Ultime qualité d’un libraire : être informé, être au fait de toute nouveauté
Quel est le profil d’un libraire ? C’est quelqu’un qui est, tout d’abord, doué d’une vertu essentielle : la bibliophile. Il nourrit une passion effrénée pour la lecture, fréquente les grands esprits, fait des livres son pain quotidien. En outre, il doit être plein de soins pour sa clientèle, à qui il doit prodiguer des conseils, lui transmettre son intérêt pour telle ou telle parution, adapter ses acquisitions à son plaisir et à ses goûts.

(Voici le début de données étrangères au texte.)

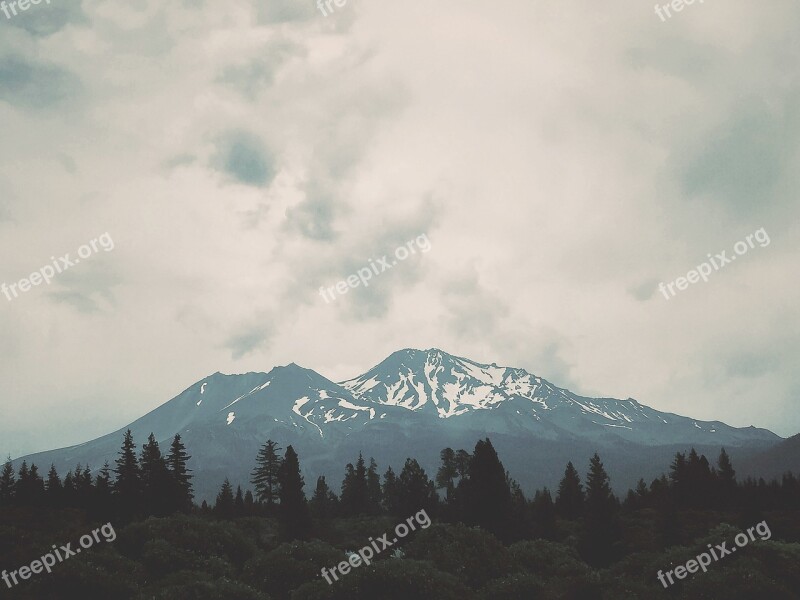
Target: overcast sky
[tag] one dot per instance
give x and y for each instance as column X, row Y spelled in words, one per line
column 563, row 158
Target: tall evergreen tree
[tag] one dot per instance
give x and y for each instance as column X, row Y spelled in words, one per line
column 156, row 479
column 8, row 482
column 726, row 480
column 355, row 497
column 223, row 507
column 485, row 493
column 23, row 489
column 103, row 493
column 37, row 490
column 293, row 511
column 238, row 502
column 127, row 485
column 448, row 471
column 323, row 503
column 265, row 475
column 544, row 515
column 181, row 495
column 54, row 489
column 569, row 500
column 373, row 488
column 415, row 491
column 601, row 528
column 390, row 492
column 84, row 492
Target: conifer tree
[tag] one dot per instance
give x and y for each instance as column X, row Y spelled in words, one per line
column 155, row 478
column 355, row 498
column 390, row 492
column 569, row 500
column 485, row 493
column 223, row 507
column 54, row 489
column 265, row 475
column 181, row 489
column 102, row 493
column 323, row 503
column 249, row 508
column 415, row 490
column 8, row 482
column 601, row 529
column 293, row 511
column 238, row 502
column 445, row 476
column 373, row 488
column 22, row 495
column 36, row 492
column 544, row 515
column 127, row 485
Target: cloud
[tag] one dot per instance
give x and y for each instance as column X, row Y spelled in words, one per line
column 46, row 19
column 247, row 342
column 244, row 158
column 36, row 86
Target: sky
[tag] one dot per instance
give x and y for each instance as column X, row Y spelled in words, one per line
column 559, row 162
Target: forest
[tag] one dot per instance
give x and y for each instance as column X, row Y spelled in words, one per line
column 487, row 539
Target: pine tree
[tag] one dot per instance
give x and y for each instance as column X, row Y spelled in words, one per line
column 323, row 503
column 68, row 495
column 447, row 473
column 601, row 529
column 156, row 479
column 485, row 493
column 54, row 489
column 544, row 515
column 223, row 508
column 415, row 491
column 102, row 492
column 463, row 459
column 23, row 490
column 569, row 500
column 181, row 495
column 390, row 492
column 37, row 490
column 726, row 480
column 238, row 502
column 373, row 488
column 265, row 475
column 83, row 487
column 127, row 486
column 8, row 483
column 355, row 498
column 249, row 503
column 293, row 511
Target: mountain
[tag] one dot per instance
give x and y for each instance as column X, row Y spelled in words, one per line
column 414, row 403
column 775, row 461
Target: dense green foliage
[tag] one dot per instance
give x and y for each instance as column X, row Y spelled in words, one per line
column 487, row 541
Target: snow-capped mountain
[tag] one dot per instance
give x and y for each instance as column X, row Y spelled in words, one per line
column 414, row 403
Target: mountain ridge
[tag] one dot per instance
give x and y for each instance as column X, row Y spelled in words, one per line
column 413, row 403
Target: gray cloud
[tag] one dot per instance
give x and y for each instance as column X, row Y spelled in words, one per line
column 49, row 18
column 31, row 85
column 245, row 159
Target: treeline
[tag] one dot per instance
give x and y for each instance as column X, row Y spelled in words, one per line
column 472, row 488
column 150, row 484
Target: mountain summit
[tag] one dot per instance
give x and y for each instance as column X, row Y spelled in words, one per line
column 413, row 403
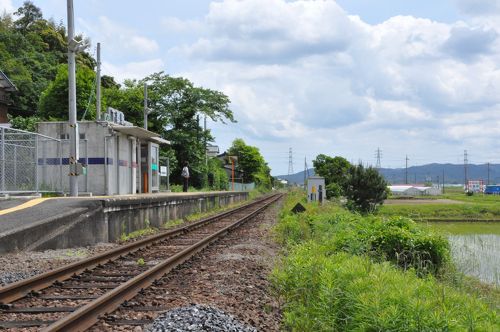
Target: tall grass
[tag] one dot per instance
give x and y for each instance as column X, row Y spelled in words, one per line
column 342, row 292
column 396, row 239
column 346, row 272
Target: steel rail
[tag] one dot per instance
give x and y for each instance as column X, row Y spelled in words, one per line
column 88, row 315
column 20, row 289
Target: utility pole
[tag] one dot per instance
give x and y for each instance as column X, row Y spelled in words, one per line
column 443, row 181
column 406, row 170
column 205, row 141
column 98, row 84
column 466, row 160
column 146, row 110
column 378, row 155
column 488, row 174
column 73, row 124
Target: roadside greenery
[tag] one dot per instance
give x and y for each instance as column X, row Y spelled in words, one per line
column 251, row 164
column 33, row 54
column 363, row 187
column 348, row 272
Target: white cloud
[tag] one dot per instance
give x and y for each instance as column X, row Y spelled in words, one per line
column 132, row 70
column 6, row 6
column 479, row 7
column 176, row 25
column 306, row 70
column 118, row 39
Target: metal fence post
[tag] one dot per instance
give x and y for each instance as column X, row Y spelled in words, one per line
column 36, row 164
column 3, row 158
column 15, row 167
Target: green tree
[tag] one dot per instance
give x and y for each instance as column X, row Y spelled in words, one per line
column 28, row 14
column 251, row 163
column 334, row 170
column 54, row 100
column 365, row 189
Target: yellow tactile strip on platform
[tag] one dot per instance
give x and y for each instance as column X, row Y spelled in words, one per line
column 23, row 206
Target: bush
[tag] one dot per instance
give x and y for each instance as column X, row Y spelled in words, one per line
column 341, row 292
column 333, row 190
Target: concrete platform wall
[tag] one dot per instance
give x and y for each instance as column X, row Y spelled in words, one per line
column 123, row 215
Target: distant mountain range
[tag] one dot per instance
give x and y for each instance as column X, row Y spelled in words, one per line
column 453, row 174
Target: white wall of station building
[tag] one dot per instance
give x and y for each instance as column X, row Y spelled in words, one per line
column 407, row 190
column 116, row 157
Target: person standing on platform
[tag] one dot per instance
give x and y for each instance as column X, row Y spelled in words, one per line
column 185, row 176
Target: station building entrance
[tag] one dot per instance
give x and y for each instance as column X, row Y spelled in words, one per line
column 118, row 159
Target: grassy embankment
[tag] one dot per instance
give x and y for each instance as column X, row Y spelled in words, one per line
column 346, row 272
column 477, row 207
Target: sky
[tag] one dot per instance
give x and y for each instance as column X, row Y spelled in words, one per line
column 416, row 78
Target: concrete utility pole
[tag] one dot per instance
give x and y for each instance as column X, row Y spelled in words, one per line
column 98, row 84
column 488, row 174
column 406, row 170
column 443, row 181
column 205, row 142
column 378, row 155
column 74, row 134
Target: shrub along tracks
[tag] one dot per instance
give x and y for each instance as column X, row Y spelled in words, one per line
column 98, row 285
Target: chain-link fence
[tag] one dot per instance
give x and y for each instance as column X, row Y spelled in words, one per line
column 29, row 162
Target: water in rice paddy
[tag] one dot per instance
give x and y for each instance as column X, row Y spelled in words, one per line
column 475, row 248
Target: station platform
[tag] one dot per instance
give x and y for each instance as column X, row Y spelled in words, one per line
column 65, row 222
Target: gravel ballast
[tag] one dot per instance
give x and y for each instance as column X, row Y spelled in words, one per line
column 198, row 318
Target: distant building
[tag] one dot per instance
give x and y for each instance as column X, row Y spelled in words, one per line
column 316, row 189
column 212, row 151
column 492, row 190
column 6, row 89
column 118, row 159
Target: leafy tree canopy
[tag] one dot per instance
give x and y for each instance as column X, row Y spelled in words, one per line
column 31, row 50
column 365, row 189
column 251, row 163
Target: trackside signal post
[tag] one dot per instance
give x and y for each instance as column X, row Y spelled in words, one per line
column 316, row 190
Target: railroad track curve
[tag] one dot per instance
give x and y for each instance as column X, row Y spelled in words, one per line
column 74, row 297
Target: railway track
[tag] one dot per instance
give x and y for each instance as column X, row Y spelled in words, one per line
column 75, row 297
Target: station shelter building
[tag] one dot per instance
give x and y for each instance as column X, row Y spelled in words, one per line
column 117, row 157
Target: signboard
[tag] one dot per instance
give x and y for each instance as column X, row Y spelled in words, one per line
column 163, row 171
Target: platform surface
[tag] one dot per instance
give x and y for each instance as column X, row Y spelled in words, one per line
column 18, row 213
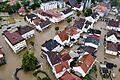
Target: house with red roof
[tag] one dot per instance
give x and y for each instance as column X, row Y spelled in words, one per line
column 84, row 64
column 15, row 41
column 2, row 57
column 68, row 76
column 68, row 36
column 111, row 48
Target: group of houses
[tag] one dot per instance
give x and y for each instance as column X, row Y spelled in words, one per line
column 16, row 38
column 42, row 19
column 62, row 62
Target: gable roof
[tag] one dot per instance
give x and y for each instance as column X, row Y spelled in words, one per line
column 63, row 36
column 50, row 44
column 24, row 29
column 113, row 23
column 69, row 76
column 14, row 37
column 1, row 54
column 112, row 46
column 54, row 58
column 79, row 24
column 110, row 33
column 85, row 62
column 31, row 16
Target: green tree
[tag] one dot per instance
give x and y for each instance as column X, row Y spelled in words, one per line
column 29, row 62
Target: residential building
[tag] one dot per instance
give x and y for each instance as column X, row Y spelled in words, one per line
column 52, row 46
column 52, row 5
column 102, row 10
column 59, row 63
column 83, row 25
column 112, row 36
column 93, row 17
column 113, row 25
column 67, row 37
column 30, row 17
column 53, row 16
column 111, row 48
column 41, row 24
column 15, row 41
column 26, row 31
column 84, row 64
column 69, row 76
column 92, row 41
column 2, row 57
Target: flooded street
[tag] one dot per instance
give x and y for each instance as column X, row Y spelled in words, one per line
column 14, row 60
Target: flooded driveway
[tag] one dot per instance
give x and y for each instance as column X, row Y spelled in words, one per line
column 14, row 60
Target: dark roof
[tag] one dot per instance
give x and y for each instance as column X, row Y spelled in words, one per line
column 54, row 57
column 44, row 23
column 31, row 16
column 51, row 44
column 14, row 37
column 112, row 46
column 79, row 24
column 113, row 23
column 92, row 40
column 24, row 29
column 66, row 11
column 94, row 31
column 94, row 15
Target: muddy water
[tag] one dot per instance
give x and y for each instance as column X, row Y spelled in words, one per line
column 14, row 60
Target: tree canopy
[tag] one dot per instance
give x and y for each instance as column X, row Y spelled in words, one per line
column 29, row 61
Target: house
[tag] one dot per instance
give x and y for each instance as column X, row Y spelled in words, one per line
column 113, row 25
column 111, row 48
column 112, row 36
column 93, row 17
column 26, row 31
column 62, row 38
column 52, row 46
column 15, row 41
column 2, row 57
column 84, row 64
column 69, row 76
column 53, row 16
column 83, row 25
column 79, row 24
column 59, row 63
column 67, row 12
column 52, row 5
column 41, row 24
column 67, row 37
column 92, row 41
column 104, row 70
column 101, row 10
column 94, row 31
column 30, row 17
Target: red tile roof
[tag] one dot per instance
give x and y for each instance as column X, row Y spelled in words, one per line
column 85, row 62
column 65, row 57
column 14, row 37
column 71, row 30
column 59, row 68
column 112, row 46
column 69, row 76
column 63, row 36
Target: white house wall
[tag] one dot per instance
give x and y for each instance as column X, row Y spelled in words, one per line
column 28, row 34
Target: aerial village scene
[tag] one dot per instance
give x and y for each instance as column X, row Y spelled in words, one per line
column 59, row 39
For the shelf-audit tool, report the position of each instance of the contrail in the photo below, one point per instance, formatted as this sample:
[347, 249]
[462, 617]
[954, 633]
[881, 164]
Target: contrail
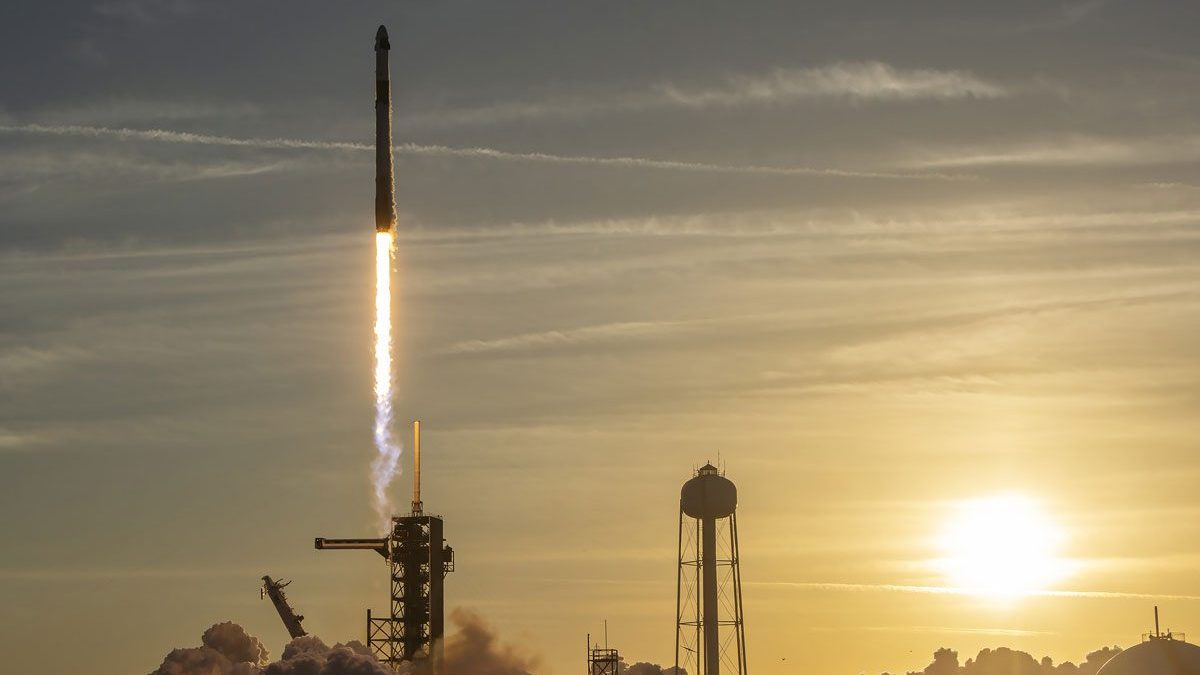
[166, 136]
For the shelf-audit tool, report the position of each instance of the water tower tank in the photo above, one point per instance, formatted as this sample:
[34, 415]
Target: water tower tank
[708, 495]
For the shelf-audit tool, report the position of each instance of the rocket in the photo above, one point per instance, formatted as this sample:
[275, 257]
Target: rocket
[385, 186]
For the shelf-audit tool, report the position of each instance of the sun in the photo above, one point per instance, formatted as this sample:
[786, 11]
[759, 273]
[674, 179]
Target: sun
[1001, 547]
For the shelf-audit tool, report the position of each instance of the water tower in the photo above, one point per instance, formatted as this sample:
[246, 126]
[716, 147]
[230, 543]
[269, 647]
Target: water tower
[709, 633]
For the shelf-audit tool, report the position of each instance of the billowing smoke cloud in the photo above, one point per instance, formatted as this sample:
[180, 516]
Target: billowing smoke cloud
[475, 650]
[1005, 661]
[228, 650]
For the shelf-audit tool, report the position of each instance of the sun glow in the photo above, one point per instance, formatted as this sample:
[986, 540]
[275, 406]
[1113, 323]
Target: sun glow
[1001, 547]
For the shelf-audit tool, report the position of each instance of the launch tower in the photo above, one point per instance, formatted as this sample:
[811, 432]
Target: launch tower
[709, 633]
[418, 561]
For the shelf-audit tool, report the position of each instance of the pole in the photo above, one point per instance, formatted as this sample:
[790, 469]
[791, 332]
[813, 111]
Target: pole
[712, 625]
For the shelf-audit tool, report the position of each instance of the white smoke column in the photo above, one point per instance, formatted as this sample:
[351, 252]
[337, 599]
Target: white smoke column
[387, 463]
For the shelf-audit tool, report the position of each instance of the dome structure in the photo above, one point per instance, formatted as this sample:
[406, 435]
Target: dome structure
[708, 495]
[1157, 656]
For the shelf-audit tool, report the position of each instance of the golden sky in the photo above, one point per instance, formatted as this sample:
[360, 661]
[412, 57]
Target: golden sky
[881, 263]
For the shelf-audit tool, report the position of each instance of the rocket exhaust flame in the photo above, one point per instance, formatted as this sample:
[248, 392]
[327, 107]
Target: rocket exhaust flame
[387, 463]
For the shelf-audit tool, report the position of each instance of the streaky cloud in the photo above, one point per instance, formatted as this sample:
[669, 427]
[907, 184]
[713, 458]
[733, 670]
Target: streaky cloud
[185, 137]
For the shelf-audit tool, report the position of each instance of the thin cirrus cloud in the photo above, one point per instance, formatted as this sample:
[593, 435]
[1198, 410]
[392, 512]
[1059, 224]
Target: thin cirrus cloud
[183, 137]
[857, 82]
[1072, 150]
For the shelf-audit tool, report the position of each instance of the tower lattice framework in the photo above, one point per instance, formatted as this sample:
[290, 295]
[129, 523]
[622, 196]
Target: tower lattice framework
[709, 627]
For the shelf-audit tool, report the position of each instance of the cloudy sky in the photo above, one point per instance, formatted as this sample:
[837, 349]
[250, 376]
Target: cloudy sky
[879, 257]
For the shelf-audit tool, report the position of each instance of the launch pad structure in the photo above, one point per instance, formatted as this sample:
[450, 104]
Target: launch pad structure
[418, 561]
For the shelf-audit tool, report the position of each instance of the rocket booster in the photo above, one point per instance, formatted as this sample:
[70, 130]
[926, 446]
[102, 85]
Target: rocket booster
[385, 185]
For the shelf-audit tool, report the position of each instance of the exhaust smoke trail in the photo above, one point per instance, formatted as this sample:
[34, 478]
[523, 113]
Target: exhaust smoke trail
[387, 463]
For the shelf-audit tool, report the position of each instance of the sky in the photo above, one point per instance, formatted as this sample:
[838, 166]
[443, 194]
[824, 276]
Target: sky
[876, 258]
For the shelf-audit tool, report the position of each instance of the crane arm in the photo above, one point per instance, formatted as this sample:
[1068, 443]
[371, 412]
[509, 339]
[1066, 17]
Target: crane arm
[378, 545]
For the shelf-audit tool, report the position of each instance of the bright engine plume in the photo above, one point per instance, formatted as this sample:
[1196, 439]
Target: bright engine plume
[387, 463]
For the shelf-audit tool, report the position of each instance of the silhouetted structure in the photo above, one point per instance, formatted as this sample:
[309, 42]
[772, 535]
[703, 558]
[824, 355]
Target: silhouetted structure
[291, 619]
[709, 578]
[603, 661]
[1159, 653]
[418, 561]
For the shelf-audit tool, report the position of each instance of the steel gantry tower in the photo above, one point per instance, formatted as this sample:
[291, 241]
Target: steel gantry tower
[418, 561]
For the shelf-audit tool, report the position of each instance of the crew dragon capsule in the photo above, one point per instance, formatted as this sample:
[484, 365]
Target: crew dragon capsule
[385, 186]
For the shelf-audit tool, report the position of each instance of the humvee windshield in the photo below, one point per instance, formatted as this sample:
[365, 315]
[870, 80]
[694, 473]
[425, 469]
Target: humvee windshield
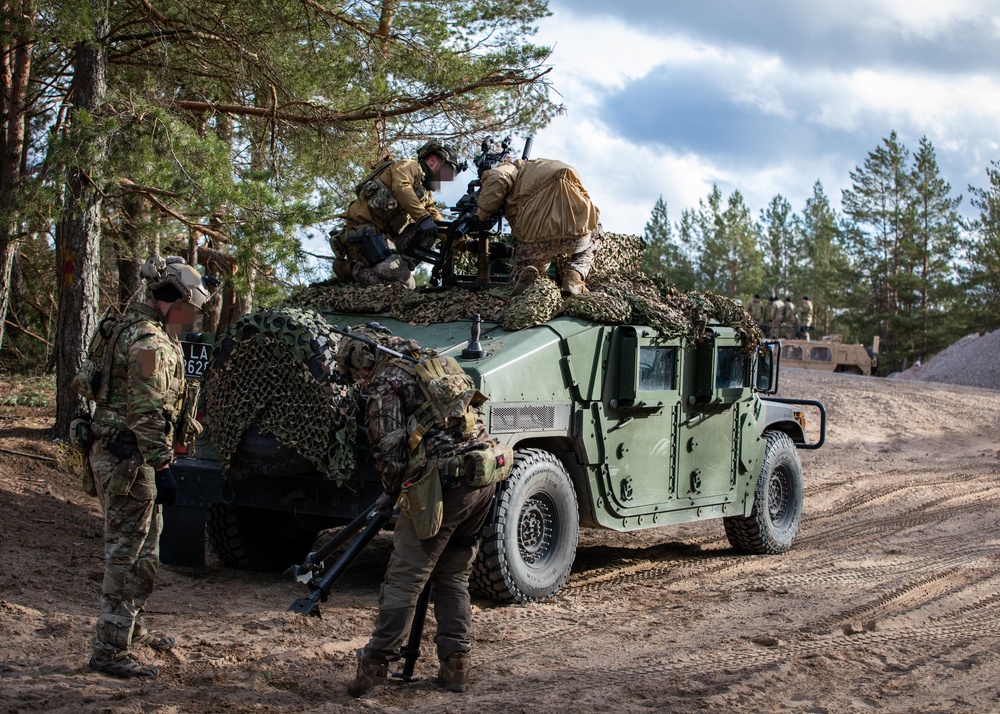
[656, 368]
[732, 368]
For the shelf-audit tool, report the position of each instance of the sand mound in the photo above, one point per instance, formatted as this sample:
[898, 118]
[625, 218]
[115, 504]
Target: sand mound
[971, 362]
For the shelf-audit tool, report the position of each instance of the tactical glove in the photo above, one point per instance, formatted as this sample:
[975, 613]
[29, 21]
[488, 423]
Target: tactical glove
[427, 229]
[166, 486]
[386, 504]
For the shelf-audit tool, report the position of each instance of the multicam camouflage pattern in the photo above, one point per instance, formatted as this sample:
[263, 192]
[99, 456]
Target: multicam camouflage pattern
[276, 370]
[147, 379]
[131, 548]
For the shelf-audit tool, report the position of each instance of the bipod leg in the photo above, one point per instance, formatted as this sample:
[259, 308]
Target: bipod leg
[411, 650]
[321, 587]
[303, 572]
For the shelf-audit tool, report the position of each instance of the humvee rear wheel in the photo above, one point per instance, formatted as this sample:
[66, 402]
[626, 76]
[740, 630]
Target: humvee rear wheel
[777, 510]
[259, 539]
[529, 541]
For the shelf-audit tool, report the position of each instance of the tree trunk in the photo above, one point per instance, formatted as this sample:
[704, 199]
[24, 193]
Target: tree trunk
[15, 67]
[78, 234]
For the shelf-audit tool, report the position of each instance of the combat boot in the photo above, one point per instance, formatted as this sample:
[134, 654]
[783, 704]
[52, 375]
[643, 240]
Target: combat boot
[573, 283]
[524, 280]
[124, 667]
[154, 640]
[454, 672]
[371, 673]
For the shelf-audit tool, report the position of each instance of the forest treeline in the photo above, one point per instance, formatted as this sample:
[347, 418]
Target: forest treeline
[897, 260]
[216, 130]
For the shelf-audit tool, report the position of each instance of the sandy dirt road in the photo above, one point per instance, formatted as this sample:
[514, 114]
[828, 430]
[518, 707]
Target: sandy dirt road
[889, 600]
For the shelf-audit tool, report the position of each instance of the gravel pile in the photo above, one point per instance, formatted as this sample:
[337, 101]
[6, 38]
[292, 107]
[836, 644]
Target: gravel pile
[971, 362]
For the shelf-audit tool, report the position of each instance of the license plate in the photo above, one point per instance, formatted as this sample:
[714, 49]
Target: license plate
[195, 359]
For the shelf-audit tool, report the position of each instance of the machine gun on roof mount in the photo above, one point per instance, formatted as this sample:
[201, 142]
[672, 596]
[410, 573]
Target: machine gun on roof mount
[465, 224]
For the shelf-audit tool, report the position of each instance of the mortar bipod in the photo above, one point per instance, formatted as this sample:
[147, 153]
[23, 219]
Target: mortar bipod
[371, 522]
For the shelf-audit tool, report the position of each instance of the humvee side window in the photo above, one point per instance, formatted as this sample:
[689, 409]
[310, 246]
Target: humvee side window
[732, 368]
[821, 354]
[656, 368]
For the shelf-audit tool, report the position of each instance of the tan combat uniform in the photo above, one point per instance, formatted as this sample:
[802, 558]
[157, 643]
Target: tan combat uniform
[137, 418]
[549, 211]
[390, 203]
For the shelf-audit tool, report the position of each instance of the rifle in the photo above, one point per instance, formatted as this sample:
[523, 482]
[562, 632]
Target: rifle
[376, 327]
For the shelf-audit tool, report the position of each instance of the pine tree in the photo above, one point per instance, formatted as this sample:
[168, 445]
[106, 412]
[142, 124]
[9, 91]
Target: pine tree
[664, 254]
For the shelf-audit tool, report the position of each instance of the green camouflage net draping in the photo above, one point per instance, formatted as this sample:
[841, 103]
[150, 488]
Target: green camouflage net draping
[620, 293]
[276, 370]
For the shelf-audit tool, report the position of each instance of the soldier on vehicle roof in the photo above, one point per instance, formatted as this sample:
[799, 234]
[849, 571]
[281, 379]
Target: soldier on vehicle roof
[550, 215]
[134, 429]
[394, 206]
[444, 559]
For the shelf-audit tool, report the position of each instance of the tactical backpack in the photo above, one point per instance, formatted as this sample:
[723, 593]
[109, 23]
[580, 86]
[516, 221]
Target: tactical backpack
[452, 402]
[93, 379]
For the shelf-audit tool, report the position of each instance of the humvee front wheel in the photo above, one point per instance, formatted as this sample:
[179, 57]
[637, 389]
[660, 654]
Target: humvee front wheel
[529, 541]
[777, 509]
[259, 539]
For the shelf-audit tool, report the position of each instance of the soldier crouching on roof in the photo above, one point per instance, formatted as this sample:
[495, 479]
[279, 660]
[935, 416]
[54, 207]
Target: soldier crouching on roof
[405, 439]
[550, 215]
[134, 428]
[394, 206]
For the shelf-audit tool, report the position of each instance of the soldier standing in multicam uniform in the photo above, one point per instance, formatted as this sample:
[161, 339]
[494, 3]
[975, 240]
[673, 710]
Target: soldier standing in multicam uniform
[756, 310]
[550, 214]
[805, 318]
[394, 206]
[445, 559]
[130, 459]
[788, 317]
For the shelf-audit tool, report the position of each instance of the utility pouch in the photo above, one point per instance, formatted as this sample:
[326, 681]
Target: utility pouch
[421, 501]
[81, 436]
[490, 465]
[374, 247]
[87, 382]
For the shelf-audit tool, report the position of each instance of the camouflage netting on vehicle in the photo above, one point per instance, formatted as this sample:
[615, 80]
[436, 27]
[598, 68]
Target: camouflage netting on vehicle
[620, 293]
[276, 370]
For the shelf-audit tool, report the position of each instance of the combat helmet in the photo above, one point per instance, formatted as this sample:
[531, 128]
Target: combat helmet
[173, 271]
[445, 151]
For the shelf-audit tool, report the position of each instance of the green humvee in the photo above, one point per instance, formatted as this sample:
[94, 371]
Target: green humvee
[613, 427]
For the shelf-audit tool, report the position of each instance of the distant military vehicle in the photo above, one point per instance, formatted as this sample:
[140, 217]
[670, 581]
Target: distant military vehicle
[830, 354]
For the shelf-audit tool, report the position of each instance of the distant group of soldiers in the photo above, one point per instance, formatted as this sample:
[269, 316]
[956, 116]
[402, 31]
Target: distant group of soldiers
[781, 319]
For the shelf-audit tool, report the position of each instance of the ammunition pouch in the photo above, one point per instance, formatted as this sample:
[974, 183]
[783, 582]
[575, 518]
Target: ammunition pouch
[123, 446]
[374, 246]
[487, 466]
[421, 498]
[81, 436]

Le métier de libraire est incertain à plusieurs titres. Vous qui entrez dans le livre, laissez toute espérance de fortune. Par la force des choses. Le livre étant une denrée précaire. Quantité de nouveautés tiennent la route trois à quatre semaines, puis subissent une décote. Une parution durera un mois au maximum. Si elle n’est pas écoulée pendant cette période, le libraire la gardera sur les bras. Car trois mois après, elle sera éditée en format de poche et vendue au tiers de son prix initial. Soit.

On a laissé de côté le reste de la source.